Tuesday, November 4, 2008
This case is a bit a dud, but it presents a lot of law in very little space, at least in the edited version provided in the Klein, Ramseyer & Bainbridge casebook that I use, so I continue to like it. The case deals with a challenged merger transaction in which Waste Management acquired Wheelabrator. Although the board seems to have done everything right in terms of recusals of board members who might have had a conflict of interest and submitting the merger for shareholder approval, some shareholders sued alleging breaches of the duties of loyalty and care. I like the fact that the court found that a three-hour board meeting was evidence of sufficient care in this context, especially since the court found that a two-hour meeting was a breach of the duty of care in van Gorkom. So now I know that if I really want to provide a tough duty of care question for my students, I have the board meet for 2 and 1/2 hours.

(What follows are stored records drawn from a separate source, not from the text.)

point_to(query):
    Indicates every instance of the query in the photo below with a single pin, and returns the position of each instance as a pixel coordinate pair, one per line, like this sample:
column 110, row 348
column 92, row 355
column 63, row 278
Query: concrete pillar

As to the duty of loyalty claim, the court found that, in this instance, the nature of the loyalty claim was an interested transaction rather than a dominant shareholder transaction. Before the merger, Waste controlled only 22% of Wheelabrator, and the court found that 22% was not sufficient control to dominate. Since the transaction was ratified, the business judgment rule applied.
In re Wheelabrator Technologies, Inc.
Wheelabrator merged into Waste
A decision perhaps made in haste.
Business judgment applied
By the shareholders who'd been displaced.